API-key users (pay per token, all 11 models available):

Workload Avg Savings Typical Model
Simple Q&A 98% gemini-2.5-flash-lite, gpt-5.4-nano
Creative 83% gpt-5.4-mini, gemini-2.5-flash
Reasoning 79% o4-mini, gemini-2.5-pro
Coding 77% gpt-5.4-mini, gemini-2.5-flash
Analysis 73% gpt-5.4-mini, gemini-2.5-pro

Subscription users (e.g., OpenClaw + Claude, Anthropic models only):

Complexity Model Selected Savings vs Opus
Simple prompts Haiku (41.9%) 80%
Medium prompts Sonnet (50.5%) 40%
Complex prompts Opus (7.6%) 0%

Token budget multiplier: 3x — your subscription handles 3x more requests through intelligent routing.

How It Works

Your Agent
    │
    │  POST /v1/chat/completions
    │  model: "auto"
    ▼
┌─────────────────────────────────────┐
│   Robot Resources (localhost:3838)  │
│                                     │
│   1. Detect task type               │
│      → coding, reasoning, analysis  │
│        simple_qa, creative, general │
│                                     │
│   2. Filter capable models          │
│      → capability >= 0.70 threshold │
│                                     │
│   3. Select cheapest                │
│      → lowest cost_per_1k_input     │
│                                     │
│   4. Forward to provider            │
│      → Anthropic, OpenAI, Google    │
└─────────────────────────────────────┘
    │
    ▼
Real LLM Provider (using your API keys)

Installation

From PyPI

pip install robot-resources-router

From Source

git clone https://github.com/robot-resources/robot-resources.git
cd robot-resources/router
pip install -e ".[dev]"

Requirements

  • Python 3.10+
  • API keys for at least one provider (Anthropic, OpenAI, or Google)

Configuration

Environment Variables

# Required: At least one provider
export ANTHROPIC_API_KEY="sk-ant-..."
export OPENAI_API_KEY="sk-..."
export GOOGLE_API_KEY="..."

# Optional: Server settings
export ROUTER_PORT=3838              # Default: 3838
export ROUTER_API_KEY="your-key"     # Optional: enable auth on all endpoints
export ROUTER_CORS_ORIGINS=""        # Default: localhost only

Agent Integration

Point your agent's API base URL to http://localhost:3838 and use model auto.
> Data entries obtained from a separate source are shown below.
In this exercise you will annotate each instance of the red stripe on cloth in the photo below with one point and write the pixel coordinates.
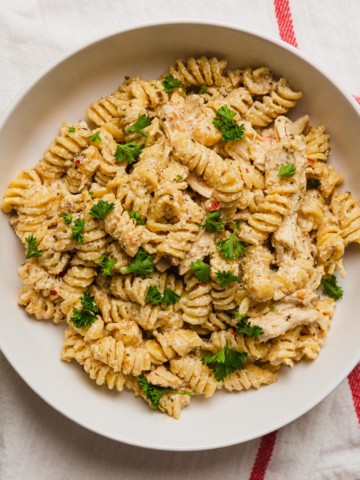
(354, 382)
(285, 23)
(263, 456)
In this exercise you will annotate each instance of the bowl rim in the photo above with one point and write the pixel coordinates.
(17, 99)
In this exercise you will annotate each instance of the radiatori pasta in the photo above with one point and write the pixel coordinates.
(187, 236)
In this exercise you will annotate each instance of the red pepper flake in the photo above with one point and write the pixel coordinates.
(213, 206)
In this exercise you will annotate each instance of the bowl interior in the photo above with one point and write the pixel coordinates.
(33, 347)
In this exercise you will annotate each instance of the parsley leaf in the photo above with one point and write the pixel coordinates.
(230, 130)
(32, 250)
(67, 218)
(153, 295)
(287, 170)
(77, 230)
(154, 392)
(244, 327)
(169, 83)
(201, 270)
(87, 315)
(106, 265)
(128, 152)
(142, 121)
(170, 297)
(95, 137)
(225, 278)
(138, 219)
(225, 362)
(101, 209)
(213, 222)
(312, 183)
(331, 288)
(231, 248)
(141, 265)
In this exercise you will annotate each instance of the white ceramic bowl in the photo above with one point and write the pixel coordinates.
(63, 93)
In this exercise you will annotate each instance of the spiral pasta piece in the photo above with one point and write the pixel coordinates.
(18, 188)
(59, 155)
(278, 102)
(251, 376)
(129, 360)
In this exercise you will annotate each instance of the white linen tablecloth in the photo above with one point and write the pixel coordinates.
(36, 442)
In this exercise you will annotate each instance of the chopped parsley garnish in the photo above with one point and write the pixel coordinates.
(87, 314)
(225, 278)
(213, 222)
(77, 230)
(129, 152)
(101, 209)
(138, 219)
(201, 270)
(95, 137)
(245, 328)
(141, 265)
(106, 265)
(142, 122)
(231, 248)
(33, 250)
(154, 393)
(287, 170)
(331, 288)
(67, 218)
(169, 83)
(225, 362)
(312, 183)
(154, 296)
(230, 130)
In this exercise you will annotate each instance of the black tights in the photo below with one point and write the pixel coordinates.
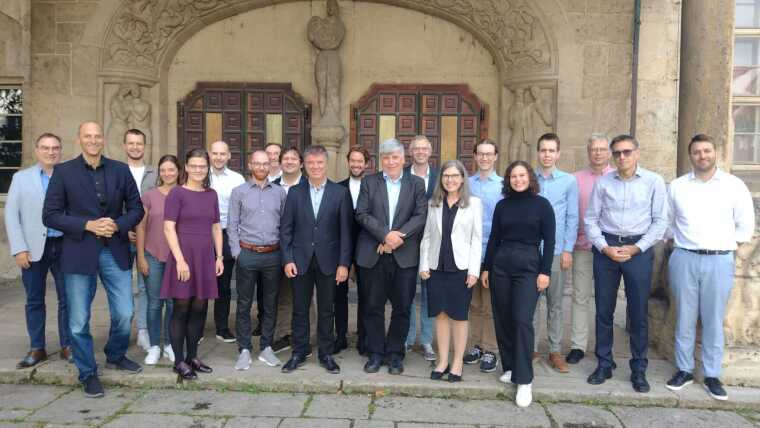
(188, 318)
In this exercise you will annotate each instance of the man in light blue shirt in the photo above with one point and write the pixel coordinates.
(561, 189)
(488, 186)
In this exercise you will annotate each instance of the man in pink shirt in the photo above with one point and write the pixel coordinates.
(583, 274)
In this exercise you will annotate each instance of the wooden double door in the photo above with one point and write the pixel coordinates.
(450, 116)
(245, 115)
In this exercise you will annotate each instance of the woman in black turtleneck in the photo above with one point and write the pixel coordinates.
(516, 270)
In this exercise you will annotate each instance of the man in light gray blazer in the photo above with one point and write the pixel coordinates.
(37, 248)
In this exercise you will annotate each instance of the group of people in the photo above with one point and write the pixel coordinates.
(480, 247)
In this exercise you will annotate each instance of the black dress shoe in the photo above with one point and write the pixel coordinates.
(199, 366)
(639, 382)
(185, 371)
(396, 366)
(295, 361)
(32, 359)
(373, 364)
(329, 364)
(439, 375)
(599, 376)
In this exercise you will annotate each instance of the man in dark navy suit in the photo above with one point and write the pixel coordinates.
(315, 236)
(94, 201)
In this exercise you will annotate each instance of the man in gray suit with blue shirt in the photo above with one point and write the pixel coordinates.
(37, 248)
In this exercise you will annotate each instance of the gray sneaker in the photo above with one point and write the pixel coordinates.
(244, 360)
(428, 353)
(268, 357)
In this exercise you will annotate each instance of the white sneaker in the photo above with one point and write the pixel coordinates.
(143, 339)
(268, 357)
(169, 353)
(244, 360)
(154, 354)
(524, 395)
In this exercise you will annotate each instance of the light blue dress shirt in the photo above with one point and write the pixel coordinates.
(489, 192)
(561, 189)
(45, 183)
(316, 194)
(394, 190)
(637, 206)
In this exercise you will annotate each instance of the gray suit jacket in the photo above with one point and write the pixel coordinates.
(372, 216)
(23, 213)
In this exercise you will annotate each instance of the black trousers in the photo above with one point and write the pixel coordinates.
(303, 285)
(387, 281)
(514, 295)
(222, 303)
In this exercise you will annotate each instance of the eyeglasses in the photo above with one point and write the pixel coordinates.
(617, 153)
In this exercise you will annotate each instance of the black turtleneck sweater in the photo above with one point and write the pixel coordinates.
(525, 218)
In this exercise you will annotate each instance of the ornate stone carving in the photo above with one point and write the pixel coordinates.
(141, 30)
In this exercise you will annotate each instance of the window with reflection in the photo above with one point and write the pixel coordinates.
(11, 127)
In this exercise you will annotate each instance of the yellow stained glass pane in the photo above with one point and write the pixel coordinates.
(449, 132)
(274, 129)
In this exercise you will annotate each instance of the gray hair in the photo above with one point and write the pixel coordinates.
(440, 193)
(389, 146)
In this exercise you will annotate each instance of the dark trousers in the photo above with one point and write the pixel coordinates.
(637, 274)
(303, 285)
(222, 303)
(34, 279)
(257, 270)
(514, 295)
(387, 281)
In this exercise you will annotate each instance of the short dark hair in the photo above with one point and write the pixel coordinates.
(135, 131)
(533, 186)
(486, 141)
(198, 153)
(47, 135)
(291, 149)
(624, 137)
(168, 158)
(359, 149)
(701, 138)
(549, 136)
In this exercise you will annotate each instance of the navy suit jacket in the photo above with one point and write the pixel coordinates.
(71, 202)
(326, 237)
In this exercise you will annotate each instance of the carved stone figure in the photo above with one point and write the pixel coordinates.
(326, 34)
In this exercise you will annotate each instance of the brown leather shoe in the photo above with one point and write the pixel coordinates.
(32, 359)
(66, 354)
(558, 363)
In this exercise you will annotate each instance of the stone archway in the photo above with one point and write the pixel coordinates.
(143, 36)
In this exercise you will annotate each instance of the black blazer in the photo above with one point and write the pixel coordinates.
(71, 201)
(372, 215)
(432, 181)
(328, 237)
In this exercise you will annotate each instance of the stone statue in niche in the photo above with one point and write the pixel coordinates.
(326, 35)
(529, 117)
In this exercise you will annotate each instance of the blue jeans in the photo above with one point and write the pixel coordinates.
(155, 302)
(701, 287)
(34, 279)
(80, 290)
(426, 330)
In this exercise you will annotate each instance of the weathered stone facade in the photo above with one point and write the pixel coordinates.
(562, 65)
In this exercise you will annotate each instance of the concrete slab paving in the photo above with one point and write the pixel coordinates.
(479, 412)
(582, 416)
(339, 406)
(654, 417)
(213, 403)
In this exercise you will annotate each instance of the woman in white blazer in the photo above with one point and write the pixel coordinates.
(450, 260)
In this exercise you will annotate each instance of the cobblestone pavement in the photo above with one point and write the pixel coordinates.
(54, 406)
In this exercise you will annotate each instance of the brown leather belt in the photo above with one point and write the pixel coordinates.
(259, 248)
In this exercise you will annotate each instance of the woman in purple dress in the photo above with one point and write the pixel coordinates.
(194, 235)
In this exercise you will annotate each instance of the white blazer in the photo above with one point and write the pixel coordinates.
(466, 238)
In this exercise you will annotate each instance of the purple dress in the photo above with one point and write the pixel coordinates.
(194, 214)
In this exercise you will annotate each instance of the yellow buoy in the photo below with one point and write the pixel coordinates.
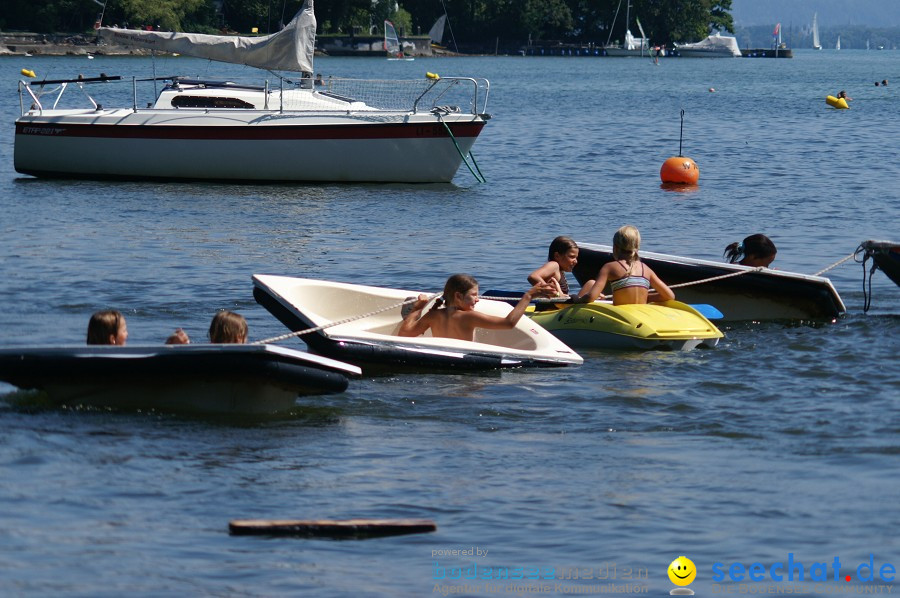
(839, 103)
(681, 170)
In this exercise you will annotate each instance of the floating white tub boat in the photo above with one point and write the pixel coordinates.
(302, 304)
(746, 295)
(205, 379)
(342, 130)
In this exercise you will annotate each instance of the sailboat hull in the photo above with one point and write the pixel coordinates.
(245, 145)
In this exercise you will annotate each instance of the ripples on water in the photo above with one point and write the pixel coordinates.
(782, 439)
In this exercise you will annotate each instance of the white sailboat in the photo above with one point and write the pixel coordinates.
(392, 43)
(343, 130)
(816, 44)
(633, 46)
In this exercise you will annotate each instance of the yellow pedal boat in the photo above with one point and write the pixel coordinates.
(669, 325)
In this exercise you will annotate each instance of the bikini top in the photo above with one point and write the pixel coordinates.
(630, 281)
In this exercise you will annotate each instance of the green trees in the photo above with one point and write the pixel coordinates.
(473, 21)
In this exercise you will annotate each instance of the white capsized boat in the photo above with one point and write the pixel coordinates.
(201, 378)
(302, 304)
(749, 294)
(341, 130)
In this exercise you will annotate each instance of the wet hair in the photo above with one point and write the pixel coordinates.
(754, 246)
(560, 245)
(104, 324)
(228, 327)
(626, 243)
(458, 283)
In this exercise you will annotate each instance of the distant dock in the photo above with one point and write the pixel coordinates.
(767, 53)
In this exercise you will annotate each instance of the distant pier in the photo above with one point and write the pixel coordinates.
(767, 53)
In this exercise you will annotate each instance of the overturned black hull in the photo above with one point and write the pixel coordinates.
(206, 379)
(886, 256)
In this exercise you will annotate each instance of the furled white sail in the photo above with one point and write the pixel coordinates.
(816, 44)
(291, 49)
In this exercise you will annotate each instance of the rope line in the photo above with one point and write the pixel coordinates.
(867, 276)
(282, 337)
(687, 284)
(836, 264)
(478, 177)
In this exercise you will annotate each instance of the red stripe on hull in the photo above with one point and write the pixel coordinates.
(251, 132)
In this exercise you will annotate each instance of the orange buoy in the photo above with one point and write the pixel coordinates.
(681, 170)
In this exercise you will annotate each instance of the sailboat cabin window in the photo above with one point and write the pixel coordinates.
(182, 101)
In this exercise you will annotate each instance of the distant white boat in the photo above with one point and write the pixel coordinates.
(633, 46)
(714, 46)
(392, 43)
(816, 44)
(437, 30)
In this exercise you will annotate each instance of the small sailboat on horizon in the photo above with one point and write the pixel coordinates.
(816, 44)
(392, 43)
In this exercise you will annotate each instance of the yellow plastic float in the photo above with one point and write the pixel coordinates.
(839, 103)
(601, 325)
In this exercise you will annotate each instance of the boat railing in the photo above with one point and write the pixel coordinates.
(454, 94)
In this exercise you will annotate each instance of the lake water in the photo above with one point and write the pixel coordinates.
(781, 441)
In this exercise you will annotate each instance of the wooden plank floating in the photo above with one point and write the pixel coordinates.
(330, 528)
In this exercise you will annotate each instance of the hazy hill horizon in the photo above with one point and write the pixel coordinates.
(875, 13)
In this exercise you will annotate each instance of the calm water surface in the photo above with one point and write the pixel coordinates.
(781, 440)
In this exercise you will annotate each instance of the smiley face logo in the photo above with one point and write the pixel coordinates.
(682, 571)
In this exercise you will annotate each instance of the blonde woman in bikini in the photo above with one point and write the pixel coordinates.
(629, 278)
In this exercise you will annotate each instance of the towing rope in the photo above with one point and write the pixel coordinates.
(838, 263)
(478, 177)
(867, 275)
(701, 281)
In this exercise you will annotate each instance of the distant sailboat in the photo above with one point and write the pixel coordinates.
(437, 30)
(816, 44)
(392, 43)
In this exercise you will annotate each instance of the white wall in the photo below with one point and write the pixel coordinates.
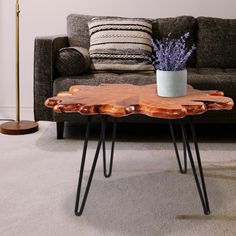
(48, 17)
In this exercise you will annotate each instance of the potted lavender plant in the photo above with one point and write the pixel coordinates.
(169, 59)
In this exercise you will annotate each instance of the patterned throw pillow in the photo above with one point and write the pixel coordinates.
(120, 44)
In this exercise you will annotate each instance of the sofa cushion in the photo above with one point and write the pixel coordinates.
(216, 45)
(120, 44)
(177, 26)
(64, 83)
(72, 61)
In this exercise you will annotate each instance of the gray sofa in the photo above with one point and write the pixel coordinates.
(212, 66)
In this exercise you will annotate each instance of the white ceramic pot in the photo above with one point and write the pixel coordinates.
(171, 83)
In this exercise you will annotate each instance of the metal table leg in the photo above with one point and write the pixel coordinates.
(201, 187)
(101, 141)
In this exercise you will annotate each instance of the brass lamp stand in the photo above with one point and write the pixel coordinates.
(18, 127)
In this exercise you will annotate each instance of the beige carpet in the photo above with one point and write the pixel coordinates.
(146, 195)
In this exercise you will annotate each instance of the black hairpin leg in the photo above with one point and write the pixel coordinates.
(182, 169)
(79, 210)
(200, 187)
(108, 174)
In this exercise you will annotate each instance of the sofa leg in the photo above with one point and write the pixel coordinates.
(60, 130)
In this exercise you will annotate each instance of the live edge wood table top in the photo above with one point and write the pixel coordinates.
(120, 100)
(124, 99)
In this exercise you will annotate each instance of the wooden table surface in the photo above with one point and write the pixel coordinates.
(124, 99)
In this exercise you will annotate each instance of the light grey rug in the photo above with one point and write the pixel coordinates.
(145, 196)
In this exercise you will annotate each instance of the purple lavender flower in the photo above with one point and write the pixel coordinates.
(170, 54)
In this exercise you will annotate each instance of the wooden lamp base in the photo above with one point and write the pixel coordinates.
(19, 127)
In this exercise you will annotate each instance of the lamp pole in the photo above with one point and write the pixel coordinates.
(18, 127)
(17, 61)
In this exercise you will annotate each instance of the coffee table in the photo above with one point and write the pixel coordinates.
(118, 100)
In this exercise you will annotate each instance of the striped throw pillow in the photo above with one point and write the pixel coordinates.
(120, 44)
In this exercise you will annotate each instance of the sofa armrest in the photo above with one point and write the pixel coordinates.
(45, 51)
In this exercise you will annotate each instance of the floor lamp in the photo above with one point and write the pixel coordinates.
(18, 126)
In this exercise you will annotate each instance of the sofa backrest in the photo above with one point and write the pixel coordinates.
(78, 31)
(216, 46)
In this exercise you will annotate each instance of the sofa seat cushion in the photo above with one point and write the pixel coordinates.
(120, 44)
(216, 45)
(72, 61)
(214, 78)
(64, 83)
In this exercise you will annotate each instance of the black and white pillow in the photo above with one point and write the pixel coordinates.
(120, 44)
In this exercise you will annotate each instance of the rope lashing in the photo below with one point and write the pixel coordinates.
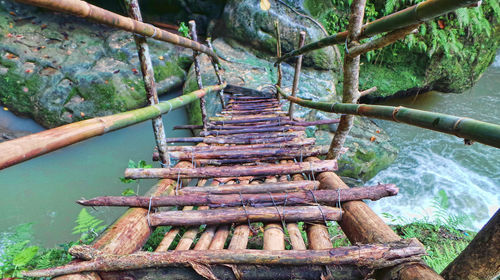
(319, 207)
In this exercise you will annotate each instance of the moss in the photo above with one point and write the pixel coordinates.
(18, 91)
(163, 72)
(121, 56)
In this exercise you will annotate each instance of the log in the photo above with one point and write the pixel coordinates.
(303, 142)
(85, 10)
(470, 129)
(247, 188)
(361, 225)
(373, 256)
(149, 81)
(327, 197)
(252, 130)
(284, 152)
(28, 147)
(232, 171)
(415, 14)
(481, 258)
(243, 215)
(197, 71)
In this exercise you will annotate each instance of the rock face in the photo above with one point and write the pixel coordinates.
(245, 22)
(369, 148)
(58, 69)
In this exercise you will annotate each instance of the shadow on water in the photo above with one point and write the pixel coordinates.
(44, 190)
(430, 161)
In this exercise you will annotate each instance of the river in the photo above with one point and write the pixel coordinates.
(429, 161)
(43, 190)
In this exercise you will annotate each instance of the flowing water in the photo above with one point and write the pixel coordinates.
(43, 191)
(429, 161)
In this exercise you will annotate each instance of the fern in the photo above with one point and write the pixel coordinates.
(86, 223)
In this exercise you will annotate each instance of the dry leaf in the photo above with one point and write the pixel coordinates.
(265, 5)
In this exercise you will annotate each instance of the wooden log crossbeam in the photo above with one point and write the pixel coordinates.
(327, 197)
(374, 256)
(249, 188)
(243, 215)
(252, 130)
(231, 171)
(283, 152)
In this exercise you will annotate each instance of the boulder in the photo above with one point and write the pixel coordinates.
(244, 21)
(59, 69)
(369, 147)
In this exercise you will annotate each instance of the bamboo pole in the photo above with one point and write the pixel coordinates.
(470, 129)
(384, 41)
(278, 55)
(85, 10)
(350, 92)
(27, 147)
(415, 14)
(197, 71)
(373, 256)
(296, 76)
(231, 171)
(218, 74)
(149, 82)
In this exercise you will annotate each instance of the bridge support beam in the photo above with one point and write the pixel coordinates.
(362, 225)
(149, 81)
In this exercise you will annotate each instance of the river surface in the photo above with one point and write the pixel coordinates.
(43, 190)
(429, 161)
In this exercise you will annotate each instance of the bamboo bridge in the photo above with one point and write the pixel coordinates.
(252, 172)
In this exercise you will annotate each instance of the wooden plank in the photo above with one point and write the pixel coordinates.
(232, 171)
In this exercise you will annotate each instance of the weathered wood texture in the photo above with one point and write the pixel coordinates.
(242, 215)
(327, 197)
(481, 258)
(233, 171)
(85, 10)
(361, 224)
(373, 256)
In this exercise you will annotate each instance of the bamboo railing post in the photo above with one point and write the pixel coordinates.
(296, 76)
(149, 82)
(197, 70)
(350, 92)
(218, 74)
(278, 54)
(415, 14)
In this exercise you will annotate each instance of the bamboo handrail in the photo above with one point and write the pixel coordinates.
(27, 147)
(85, 10)
(469, 129)
(415, 14)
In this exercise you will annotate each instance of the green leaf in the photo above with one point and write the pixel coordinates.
(128, 192)
(25, 256)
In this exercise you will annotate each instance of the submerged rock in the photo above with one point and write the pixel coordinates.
(58, 68)
(369, 147)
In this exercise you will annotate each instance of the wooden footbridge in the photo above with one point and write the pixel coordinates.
(253, 175)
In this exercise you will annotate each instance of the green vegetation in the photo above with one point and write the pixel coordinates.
(444, 52)
(17, 252)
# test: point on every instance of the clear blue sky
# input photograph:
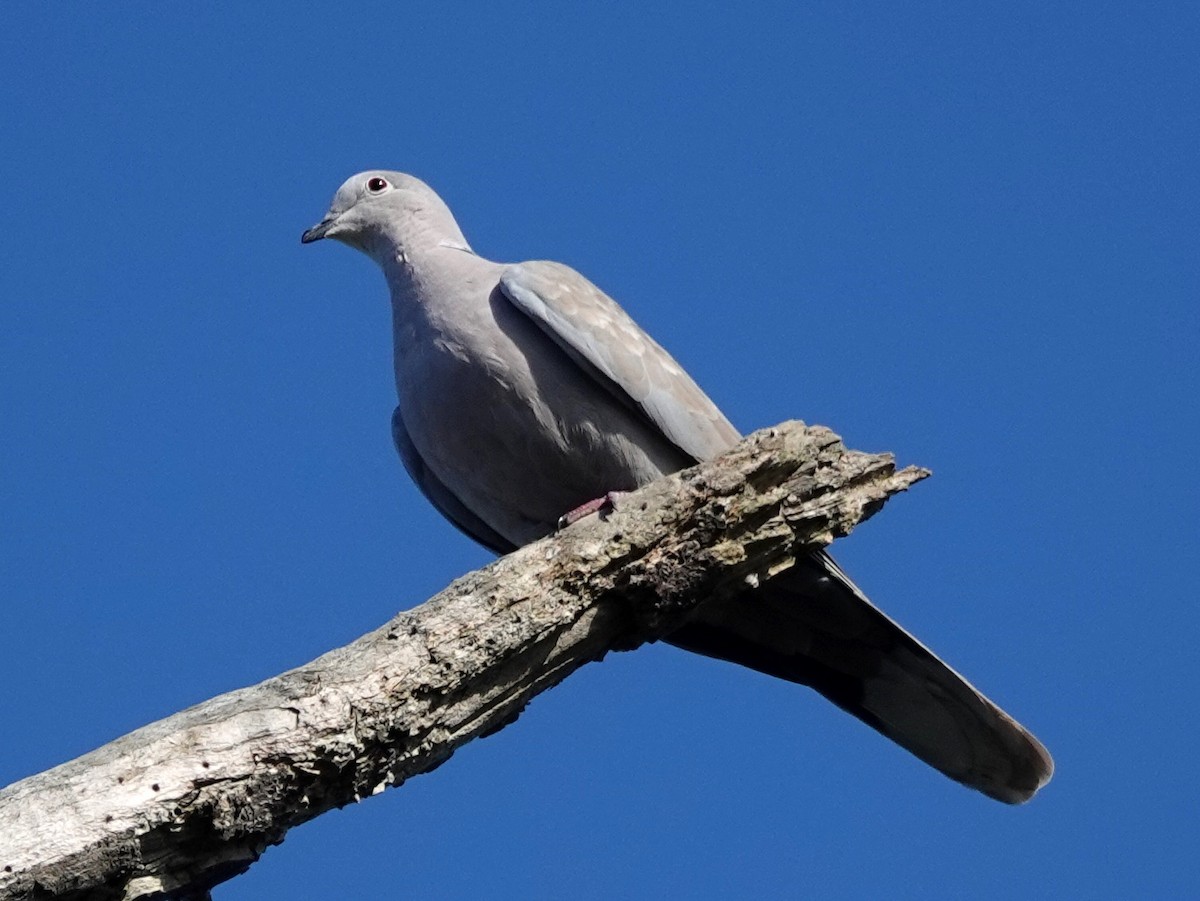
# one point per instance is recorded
(969, 236)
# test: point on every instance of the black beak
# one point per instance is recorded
(317, 232)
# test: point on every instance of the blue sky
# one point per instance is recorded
(965, 235)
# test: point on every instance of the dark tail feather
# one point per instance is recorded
(811, 625)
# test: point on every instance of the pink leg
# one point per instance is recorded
(597, 505)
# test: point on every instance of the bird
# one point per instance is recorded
(526, 392)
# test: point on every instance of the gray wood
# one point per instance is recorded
(189, 802)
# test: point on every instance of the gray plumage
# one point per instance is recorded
(526, 391)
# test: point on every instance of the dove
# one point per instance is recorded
(526, 392)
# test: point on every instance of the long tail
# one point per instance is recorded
(813, 625)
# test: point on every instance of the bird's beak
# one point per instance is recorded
(317, 232)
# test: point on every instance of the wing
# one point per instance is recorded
(606, 342)
(441, 496)
(813, 625)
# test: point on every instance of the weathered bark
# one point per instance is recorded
(186, 803)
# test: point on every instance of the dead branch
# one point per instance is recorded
(189, 802)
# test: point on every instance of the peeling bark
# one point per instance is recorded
(191, 800)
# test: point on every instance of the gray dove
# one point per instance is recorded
(526, 392)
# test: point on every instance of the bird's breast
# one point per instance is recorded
(509, 424)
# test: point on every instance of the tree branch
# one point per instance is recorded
(189, 802)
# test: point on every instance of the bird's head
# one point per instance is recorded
(381, 212)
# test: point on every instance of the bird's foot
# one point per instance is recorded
(597, 505)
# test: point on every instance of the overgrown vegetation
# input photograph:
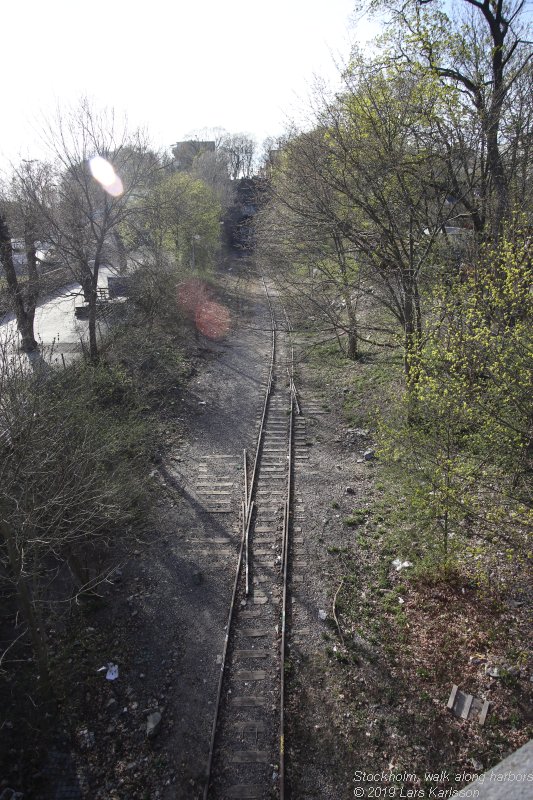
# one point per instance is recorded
(400, 225)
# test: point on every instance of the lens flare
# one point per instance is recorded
(104, 172)
(210, 318)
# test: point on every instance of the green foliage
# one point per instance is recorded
(465, 426)
(183, 217)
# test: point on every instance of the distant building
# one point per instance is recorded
(185, 152)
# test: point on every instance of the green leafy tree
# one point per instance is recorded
(470, 437)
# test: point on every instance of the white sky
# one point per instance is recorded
(172, 66)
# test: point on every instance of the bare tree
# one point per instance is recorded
(482, 53)
(100, 171)
(240, 149)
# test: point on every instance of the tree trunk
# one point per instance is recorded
(93, 299)
(36, 630)
(412, 328)
(24, 319)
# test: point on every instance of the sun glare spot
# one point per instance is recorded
(103, 172)
(210, 318)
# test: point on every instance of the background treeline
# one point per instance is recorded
(77, 442)
(400, 219)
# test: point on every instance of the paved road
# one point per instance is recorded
(56, 327)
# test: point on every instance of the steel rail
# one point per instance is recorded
(284, 608)
(223, 662)
(247, 510)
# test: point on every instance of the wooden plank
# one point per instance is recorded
(250, 675)
(249, 702)
(249, 757)
(251, 653)
(244, 791)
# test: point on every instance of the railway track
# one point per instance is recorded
(247, 756)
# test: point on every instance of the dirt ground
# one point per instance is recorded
(367, 691)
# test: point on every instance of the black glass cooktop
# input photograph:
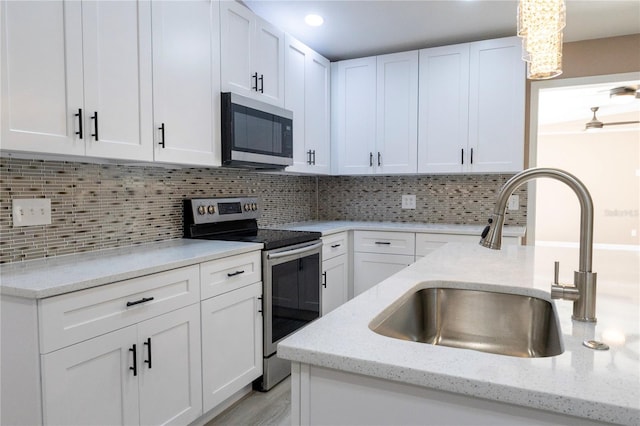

Works with any OpenAI-compatible client.

from openai import OpenAI

client = OpenAI(base_url="http://localhost:3838/v1", api_key="unused")
response = client.chat.completions.create(
    model="auto",
    messages=[{"role": "user", "content": "Hello!"}],
)

API Reference

Endpoints

Endpoint Method Description
/v1/chat/completions POST Chat completions (streaming supported)
/v1/models GET List available models
/v1/stats GET Cost savings statistics
/v1/models/compare GET Compare models by task type
/v1/config GET/PATCH View or update routing config at runtime
/health GET Health check with component diagnostics

Request Format

Standard OpenAI chat completions format:

{
  "model": "auto",
  "messages": [
    {"role": "system", "content": "You are helpful."},
    {"role": "user", "content": "Hello!"}
  ],
  "temperature": 0.7,
  "max_tokens": 1000,
  "stream": false
}

Response Format

Standard OpenAI format plus routing_info:

{
  "id": "chatcmpl-abc123",
  "object": "chat.completion",
  "model": "gemini-2.0-flash",
  "choices": [
    {
      "index": 0,
      "message": {
        "role": "assistant",
        "content": "Hello! How can I help you?"
      },
      "finish_reason": "stop"
    }
  ],
  "usage": {
    "prompt_tokens": 10,
    "completion_tokens": 8,
    "total_tokens": 18
  },
  "routing_info": {
    "selected_model": "gemini-2.0-flash",
    "original_model": "auto",
    "provider": "google",
    "task_type": "simple_qa",
    "capability_score": 0.92,
    "savings_percent": 96.0,
    "baseline_model": "gpt-4o",
    "reasoning": "Selected gemini-2.0-flash as cheapest capable model..."
  }
}

Task Types

RR automatically detects 6 task types:

Task Type Detection Keywords Typical Models
coding function, code, debug, python, api claude-sonnet-4-6, gpt-5.4-mini
reasoning explain why, prove, step by step o3, o4-mini
analysis compare, pros and cons, evaluate gpt-5.4-mini, gemini-2.5-pro
simple_qa what is, who invented, capital of gemini-2.5-flash, claude-haiku-4-5
creative write a story, compose, brainstorm claude-sonnet-4-6, gpt-5.4
general (fallback) cheapest available

Supported Models

11 models across 3 supported providers (routes within your available providers):

Provider Models
OpenAI gpt-5.4, gpt-5.4-mini, gpt-5.4-nano, o3, o4-mini
Anthropic claude-opus-4-6, claude-sonnet-4-6, claude-haiku-4-5-20251001
Google gemini-2.5-pro, gemini-2.5-flash, gemini-2.5-flash-lite

CLI Commands

rr-router start                # Start the proxy server
rr-router start --port 8080    # Start on custom port
rr-router status               # Check proxy health and config
rr-router report weekly        # Cost savings report (7 days)
rr-router report monthly       # Cost savings report (30 days)
rr-router --version            # Show version

MCP Server

The Router includes an MCP server for AI agent integration:

npx @robot-resources/router-mcp

Available tools: router_get_stats, router_compare_models, router_get_config, router_set_config.

Development

See CONTRIBUTING.md for the full development guide.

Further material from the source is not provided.